Will Amusement Parks See Their End Soon?

(TFC) – You can clearly see the signs in the media pointing toward a fundamental change in the amusement park industry. After a series of accidents and lawsuits, you could soon see the closing of amusement parks to lower costs.

You can also see a cultural shift, particularly with large amusement parks like Disneyland, where steady price increases will likely affect attendance and cultural relevance by pricing out the average customer. This could equally be a sign of the coming amusement-apocalypse and may be influenced by increased lawsuit case numbers.

Does this signify the fast-coming end to the cultural phenomena of amusement parks? Probably not. However, you should still acknowledge the signs suggesting an oncoming end to amusement parks

What Has Happened to Amusement Parks?

On 24th June 2017, a girl fell over 25 feet from a ride at Six Flags Amusement Park. She received only non-life-threatening injuries but still required hospitalization. This is only the latest in a long list of amusement park accidents, many of which have caught the media’s attention. Over 1,500 people were injured at amusement parks in the United States in 2015, as highlighted by the International Association of Amusement Parks and Attractions (IAAPA).

What effect does this have? Many of these accidents result in lawsuits and criminal charges of negligence taken out against the parks itself:

  • A $1.5 million settlement occurred after an accident at a Six Flags’ waterslide caused heavy bleeding and hospitalization
  • $1 million in damages were sought after the death of a girl at U.S National Whitewater Centre from carnivorous bacteria
  • A $23,300 settlement occurred after an accident at Festival Fun Parks resulted in two broken legs

You may think this should affect the parks by resulting in tightening safety standards and inspections. However, this is not the case. While at a lower level compared to 2008, amusement park accidents have steadily increased from 2009-2015 according to the IAAPA. This trend signifies the beginning of the end of amusement parks if proper action is not taken.

How Does This Impact Amusement Parks?

The main impact these accidents and lawsuits have on amusement parks is a financial one.

Action Park in New Jersey, renowned for controversy, is one such case. A long series of claimants filed an even longer series of personal injury lawsuits against the park, eventually causing massive financial losses through settlements and attraction closures. This eventually led to the Action Park’s closure, and its reputation as ‘Class Action Park.’

This impact could be a sign of a diminishing market for amusement parks, especially parks which become known as dangerous.
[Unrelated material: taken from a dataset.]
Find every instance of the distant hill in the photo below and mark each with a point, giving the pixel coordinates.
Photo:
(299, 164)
However, other signs point toward amusement parks surviving past this small turbulence.

‘Class Action Park’ reopened in 2014 as a result of “the strength of… passion” people had toward the park, according to the owner Andy Mulvihil. However, Mr. Mulvihil also categorically stated “[he] refuse[s] to be involved in any ride where anybody can get hurt.” This potentially suggests amusement parks will not see their end soon as a result of legal troubles. Instead, they will respond positively to those troubles and make changes based upon them.


How Could This Affect You?

The increase in accidents is not simply from careless safety standards. You are subject to a variety of accidents while at amusements parks.
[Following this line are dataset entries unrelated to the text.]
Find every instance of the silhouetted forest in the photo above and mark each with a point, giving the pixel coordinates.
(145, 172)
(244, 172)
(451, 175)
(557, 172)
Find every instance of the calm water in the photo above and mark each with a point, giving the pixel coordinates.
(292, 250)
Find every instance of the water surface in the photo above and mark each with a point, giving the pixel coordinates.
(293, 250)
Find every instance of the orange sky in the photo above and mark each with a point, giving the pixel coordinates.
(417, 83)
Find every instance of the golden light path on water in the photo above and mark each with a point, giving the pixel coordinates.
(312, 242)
While you should continue to watch out for the obvious danger of ride-related accidents, vehicular accidents, illness, and heat exhaustion are all prominent dangers for you.

The increasing rates and settlements of lawsuits against amusement parks may also significantly affect the cost to you and other people across America. Disneyland, the largest amusement park in the United States, is rapidly increasing their prices. Would this affect your chances of choosing Disneyland as a holiday destination?

While the current dynasty of amusement park supremacy in America is certainly not ending soon, cracks are appearing and signs foreshadowing their eventual and inevitable downfall.